INDONESIA terus bergerak mematangkan konsolidasi demokrasi melalui ragam fase kesejarahan yang dilalui. Tak sepenuhnya menggembirakan. Banyak paradoks yang muncul dan berpotensi membuat perjalanan demokrasi kita stagnan. Tak jarang pula, banyak peristiwa politik destruktif yang seolah mau memutar arah demokrasi kita ke masa silam. Salah satu hal yang seharusnya mendapatkan perhatian semua kalangan ialah kualitas pemilu lima tahunan. Sebentar lagi, kita menyongsong perhelatan Pemilu 2019.

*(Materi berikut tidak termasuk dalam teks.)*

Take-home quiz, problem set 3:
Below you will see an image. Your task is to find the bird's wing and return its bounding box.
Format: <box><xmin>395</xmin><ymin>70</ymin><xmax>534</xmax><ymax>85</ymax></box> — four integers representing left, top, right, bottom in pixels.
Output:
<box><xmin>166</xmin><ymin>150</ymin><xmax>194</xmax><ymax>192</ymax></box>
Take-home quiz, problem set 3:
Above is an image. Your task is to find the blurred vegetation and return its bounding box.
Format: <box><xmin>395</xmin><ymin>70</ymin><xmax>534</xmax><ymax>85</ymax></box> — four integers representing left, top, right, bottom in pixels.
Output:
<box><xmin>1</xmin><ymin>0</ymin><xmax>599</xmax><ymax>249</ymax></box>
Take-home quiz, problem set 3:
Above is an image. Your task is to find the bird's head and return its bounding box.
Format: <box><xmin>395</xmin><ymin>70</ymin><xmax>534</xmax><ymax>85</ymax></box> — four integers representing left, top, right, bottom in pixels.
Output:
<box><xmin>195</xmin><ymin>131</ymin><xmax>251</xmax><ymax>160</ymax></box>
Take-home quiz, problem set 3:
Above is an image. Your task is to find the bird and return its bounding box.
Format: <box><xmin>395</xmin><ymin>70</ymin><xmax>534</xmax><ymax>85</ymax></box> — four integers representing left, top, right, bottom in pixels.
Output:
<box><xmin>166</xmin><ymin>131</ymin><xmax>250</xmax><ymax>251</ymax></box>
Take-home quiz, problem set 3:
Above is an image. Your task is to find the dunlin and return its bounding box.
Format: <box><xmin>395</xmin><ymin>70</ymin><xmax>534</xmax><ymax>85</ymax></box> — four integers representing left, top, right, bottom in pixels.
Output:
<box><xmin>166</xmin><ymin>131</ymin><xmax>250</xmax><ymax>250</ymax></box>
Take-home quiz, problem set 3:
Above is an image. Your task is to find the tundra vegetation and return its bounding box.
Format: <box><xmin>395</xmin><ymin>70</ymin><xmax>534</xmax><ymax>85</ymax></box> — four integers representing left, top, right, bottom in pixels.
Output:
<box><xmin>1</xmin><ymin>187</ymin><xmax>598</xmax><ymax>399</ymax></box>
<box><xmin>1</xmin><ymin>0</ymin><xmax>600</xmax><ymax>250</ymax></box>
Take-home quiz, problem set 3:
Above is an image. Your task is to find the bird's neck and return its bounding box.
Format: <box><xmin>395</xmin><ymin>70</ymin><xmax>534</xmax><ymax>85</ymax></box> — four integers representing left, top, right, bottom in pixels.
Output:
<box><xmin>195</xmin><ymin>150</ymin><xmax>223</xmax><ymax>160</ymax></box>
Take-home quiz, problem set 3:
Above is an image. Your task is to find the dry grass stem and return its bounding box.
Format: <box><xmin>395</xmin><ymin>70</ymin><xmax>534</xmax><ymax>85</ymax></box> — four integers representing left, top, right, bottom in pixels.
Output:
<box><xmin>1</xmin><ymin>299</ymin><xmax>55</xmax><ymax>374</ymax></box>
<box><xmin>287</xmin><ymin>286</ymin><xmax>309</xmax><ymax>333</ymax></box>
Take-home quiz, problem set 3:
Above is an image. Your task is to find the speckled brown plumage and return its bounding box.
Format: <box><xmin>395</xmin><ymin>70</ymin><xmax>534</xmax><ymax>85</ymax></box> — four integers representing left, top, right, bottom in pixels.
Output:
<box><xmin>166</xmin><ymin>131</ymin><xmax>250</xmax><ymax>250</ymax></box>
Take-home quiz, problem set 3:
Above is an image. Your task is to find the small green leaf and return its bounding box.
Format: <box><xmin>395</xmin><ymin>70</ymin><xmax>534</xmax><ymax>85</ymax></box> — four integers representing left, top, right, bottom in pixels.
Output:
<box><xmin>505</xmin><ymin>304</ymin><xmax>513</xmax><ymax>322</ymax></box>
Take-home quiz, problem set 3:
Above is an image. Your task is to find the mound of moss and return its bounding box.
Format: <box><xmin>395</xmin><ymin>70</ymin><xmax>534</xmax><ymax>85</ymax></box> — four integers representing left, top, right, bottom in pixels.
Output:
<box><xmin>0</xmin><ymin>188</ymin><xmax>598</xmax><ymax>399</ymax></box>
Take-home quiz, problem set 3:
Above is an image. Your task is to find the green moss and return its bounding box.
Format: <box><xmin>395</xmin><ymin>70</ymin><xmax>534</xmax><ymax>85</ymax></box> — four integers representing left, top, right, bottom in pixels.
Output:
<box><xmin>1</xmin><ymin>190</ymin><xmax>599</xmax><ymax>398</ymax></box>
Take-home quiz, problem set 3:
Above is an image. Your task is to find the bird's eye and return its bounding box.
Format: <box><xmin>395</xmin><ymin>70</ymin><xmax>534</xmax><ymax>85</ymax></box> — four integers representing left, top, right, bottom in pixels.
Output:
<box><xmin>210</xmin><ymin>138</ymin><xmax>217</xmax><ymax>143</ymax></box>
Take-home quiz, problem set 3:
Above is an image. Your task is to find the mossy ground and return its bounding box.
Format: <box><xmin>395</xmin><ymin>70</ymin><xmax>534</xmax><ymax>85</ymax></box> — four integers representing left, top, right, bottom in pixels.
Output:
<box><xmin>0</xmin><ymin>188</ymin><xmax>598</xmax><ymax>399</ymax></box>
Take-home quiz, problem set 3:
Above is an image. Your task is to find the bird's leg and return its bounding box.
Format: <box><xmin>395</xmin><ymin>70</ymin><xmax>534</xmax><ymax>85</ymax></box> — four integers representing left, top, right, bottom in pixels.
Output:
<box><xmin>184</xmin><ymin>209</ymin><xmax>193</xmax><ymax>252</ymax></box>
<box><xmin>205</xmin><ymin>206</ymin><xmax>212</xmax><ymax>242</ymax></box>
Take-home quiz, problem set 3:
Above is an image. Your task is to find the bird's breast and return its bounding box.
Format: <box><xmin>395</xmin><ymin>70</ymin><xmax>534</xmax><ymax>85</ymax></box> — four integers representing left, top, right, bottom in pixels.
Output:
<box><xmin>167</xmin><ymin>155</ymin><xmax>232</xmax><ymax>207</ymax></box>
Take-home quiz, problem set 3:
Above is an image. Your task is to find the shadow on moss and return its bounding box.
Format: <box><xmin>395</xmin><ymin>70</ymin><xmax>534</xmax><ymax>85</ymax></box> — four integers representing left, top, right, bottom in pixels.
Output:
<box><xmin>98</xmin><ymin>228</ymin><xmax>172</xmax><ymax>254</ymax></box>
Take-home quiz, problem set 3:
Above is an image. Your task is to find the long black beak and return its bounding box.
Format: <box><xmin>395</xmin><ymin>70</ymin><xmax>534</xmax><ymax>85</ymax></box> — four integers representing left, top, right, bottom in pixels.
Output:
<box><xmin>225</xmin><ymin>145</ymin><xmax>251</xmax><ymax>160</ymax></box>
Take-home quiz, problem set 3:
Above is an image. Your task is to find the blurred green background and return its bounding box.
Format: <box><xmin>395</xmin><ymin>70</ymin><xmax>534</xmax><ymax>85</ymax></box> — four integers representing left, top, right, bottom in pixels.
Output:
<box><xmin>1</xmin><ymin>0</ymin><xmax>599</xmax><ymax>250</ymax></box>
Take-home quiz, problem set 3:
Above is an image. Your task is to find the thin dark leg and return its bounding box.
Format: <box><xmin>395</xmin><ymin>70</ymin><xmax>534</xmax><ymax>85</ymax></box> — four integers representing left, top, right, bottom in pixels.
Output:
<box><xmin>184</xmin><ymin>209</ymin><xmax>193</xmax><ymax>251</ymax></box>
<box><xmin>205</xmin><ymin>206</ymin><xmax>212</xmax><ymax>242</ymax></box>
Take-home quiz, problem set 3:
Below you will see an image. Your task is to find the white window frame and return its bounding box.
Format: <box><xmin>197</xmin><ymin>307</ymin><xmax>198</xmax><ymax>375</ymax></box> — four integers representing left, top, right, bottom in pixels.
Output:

Pertama kalinya, pemilu legislatif dan pemilu presiden dilaksanakan dalam waktu berbarengan. Kita tak ingin, pemilu sekadar prosedural-instrumental. Deminya semua stakeholders demokrasi termasuk partai politik berperhatian pada aspek substansial dari kontestasi elektoral. Satu di antara hal substansial tersebut ialah modernisasi dalam pola rekrutmen dan pembobotan kualitas calon anggota legislatif (caleg) yang akan dimajukan di Pemilu legislatif 2019.
Tahapan Pemilu 2019 sudah dicanangkan KPU. Dimulai dengan masa pendaftaran parpol pada 3-16 Oktober 2017 hingga penetapan parpol peserta pemilu pada 17 Februari 2018. Pengajuan calon anggota legislatif (caleg) akan digelar pada Juli 2018.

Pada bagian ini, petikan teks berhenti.